Tombstone -> Merge -> Merge ignores everything older than the delete and applies only the newer operands.
Merge -> Merge returns the merged operand bytes even though no base value exists yet.

When SlateDB flushes or compacts data, that last case may remain a single Merge row instead of turning into a plain value, because SlateDB still has merge operands but no base value for the key. If older SST levels contain an older value or tombstone for that key, a later read or compaction can still combine that older state with the newer merged operand.

Contract

The MergeOperator trait has two methods:

merge combines one operand with an optional accumulated value.
merge_batch combines an optional accumulated value with a slice of operands ordered from oldest to newest.

The default merge_batch implementation calls merge pairwise. Override it if you can process a batch more efficiently.

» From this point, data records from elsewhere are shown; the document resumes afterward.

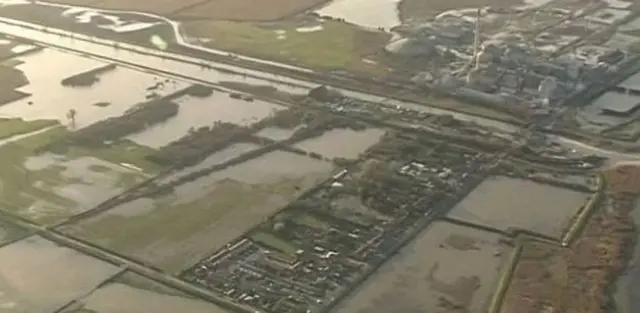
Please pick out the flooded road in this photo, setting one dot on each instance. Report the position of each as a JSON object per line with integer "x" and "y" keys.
{"x": 188, "y": 67}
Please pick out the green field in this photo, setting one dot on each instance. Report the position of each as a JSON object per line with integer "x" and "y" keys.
{"x": 334, "y": 45}
{"x": 40, "y": 193}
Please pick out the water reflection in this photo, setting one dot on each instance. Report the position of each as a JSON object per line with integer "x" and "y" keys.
{"x": 50, "y": 100}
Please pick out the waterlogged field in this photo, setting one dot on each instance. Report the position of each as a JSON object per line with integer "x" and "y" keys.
{"x": 175, "y": 229}
{"x": 132, "y": 293}
{"x": 503, "y": 203}
{"x": 342, "y": 143}
{"x": 38, "y": 276}
{"x": 433, "y": 274}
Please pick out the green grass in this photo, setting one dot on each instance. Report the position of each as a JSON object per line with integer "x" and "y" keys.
{"x": 20, "y": 189}
{"x": 270, "y": 240}
{"x": 168, "y": 225}
{"x": 311, "y": 221}
{"x": 336, "y": 46}
{"x": 123, "y": 151}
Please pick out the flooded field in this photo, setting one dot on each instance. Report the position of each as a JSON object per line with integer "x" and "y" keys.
{"x": 176, "y": 229}
{"x": 36, "y": 275}
{"x": 78, "y": 183}
{"x": 135, "y": 294}
{"x": 49, "y": 99}
{"x": 365, "y": 13}
{"x": 342, "y": 143}
{"x": 9, "y": 232}
{"x": 500, "y": 202}
{"x": 198, "y": 112}
{"x": 627, "y": 291}
{"x": 10, "y": 47}
{"x": 47, "y": 187}
{"x": 432, "y": 274}
{"x": 277, "y": 133}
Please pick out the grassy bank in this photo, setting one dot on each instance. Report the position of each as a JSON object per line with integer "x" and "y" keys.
{"x": 325, "y": 45}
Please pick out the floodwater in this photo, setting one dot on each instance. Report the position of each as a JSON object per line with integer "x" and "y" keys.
{"x": 38, "y": 276}
{"x": 176, "y": 230}
{"x": 136, "y": 299}
{"x": 342, "y": 143}
{"x": 432, "y": 271}
{"x": 191, "y": 68}
{"x": 499, "y": 202}
{"x": 85, "y": 181}
{"x": 197, "y": 112}
{"x": 627, "y": 292}
{"x": 277, "y": 133}
{"x": 50, "y": 100}
{"x": 365, "y": 13}
{"x": 224, "y": 155}
{"x": 9, "y": 232}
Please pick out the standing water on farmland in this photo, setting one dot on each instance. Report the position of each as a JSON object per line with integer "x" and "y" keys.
{"x": 213, "y": 210}
{"x": 198, "y": 112}
{"x": 365, "y": 13}
{"x": 49, "y": 99}
{"x": 342, "y": 143}
{"x": 627, "y": 292}
{"x": 37, "y": 276}
{"x": 136, "y": 300}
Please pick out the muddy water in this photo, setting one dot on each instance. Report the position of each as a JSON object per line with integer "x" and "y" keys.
{"x": 627, "y": 292}
{"x": 342, "y": 143}
{"x": 219, "y": 157}
{"x": 86, "y": 181}
{"x": 120, "y": 298}
{"x": 197, "y": 112}
{"x": 276, "y": 133}
{"x": 37, "y": 276}
{"x": 270, "y": 168}
{"x": 50, "y": 100}
{"x": 499, "y": 202}
{"x": 365, "y": 13}
{"x": 154, "y": 59}
{"x": 434, "y": 270}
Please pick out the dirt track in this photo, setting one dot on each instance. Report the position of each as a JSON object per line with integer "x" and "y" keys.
{"x": 241, "y": 10}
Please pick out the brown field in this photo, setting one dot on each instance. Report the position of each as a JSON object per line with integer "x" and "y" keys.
{"x": 240, "y": 10}
{"x": 433, "y": 274}
{"x": 578, "y": 279}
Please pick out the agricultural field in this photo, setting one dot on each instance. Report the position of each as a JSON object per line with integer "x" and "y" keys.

The operator must be associative. SlateDB may regroup operands during reads, memtable flush, and compaction, so the result has to stay stable when those boundaries move. SlateDB installs one merge operator per database, but your implementation can dispatch by key prefix or value format if you need different merge rules.

Where Merges Happen

Reads

Normal reads wrap the iterator stack with MergeOperatorIterator. Point lookups and scans can merge operands across the write batch, memtable, immutable memtables, L0 SSTs, and sorted runs.

The read path merges operands even when their expire_ts values differ. The returned row uses the minimum expire_ts across the merged operands and any base value. Time covers the TTL rules in more detail.

If no merge operator is configured and a read encounters a Merge row, SlateDB returns MergeOperatorMissing.

Rewrites

Inside a committed WriteBatch, SlateDB reduces consecutive merge operations for the same key when the writer has a merge operator configured. If the batch also contains a value or tombstone base for that key, the reduced row becomes a plain value. If it has only operands, the reduced row stays a Merge.

Memtable flush and compaction use the same merge logic before they write new SSTs. Those rewrite paths are stricter than reads. They keep rows with different expire_ts values in separate groups so they can expire independently, and they stop at snapshot and durability retention boundaries so active snapshots or remote readers can still see the version chain they need.

Raw APIs

WalReader and WAL-based Change Data Capture do not apply the merge operator. They expose raw ValueDeletable::Merge rows. Downstream consumers need to materialize those operands themselves if they need final values.

Configuration

Every process that reads or rewrites stored merge rows needs compatible merge logic.

Writers use DbBuilder::with_merge_operator.
Standalone compactors use CompactorBuilder::with_merge_operator.
Read-only handles use DbReaderBuilder::with_merge_operator.

If one process writes merge operands and another opens the same database without a compatible operator, the raw rows can still exist in storage, but later reads, memtable flushes, or compaction can fail when they reach them.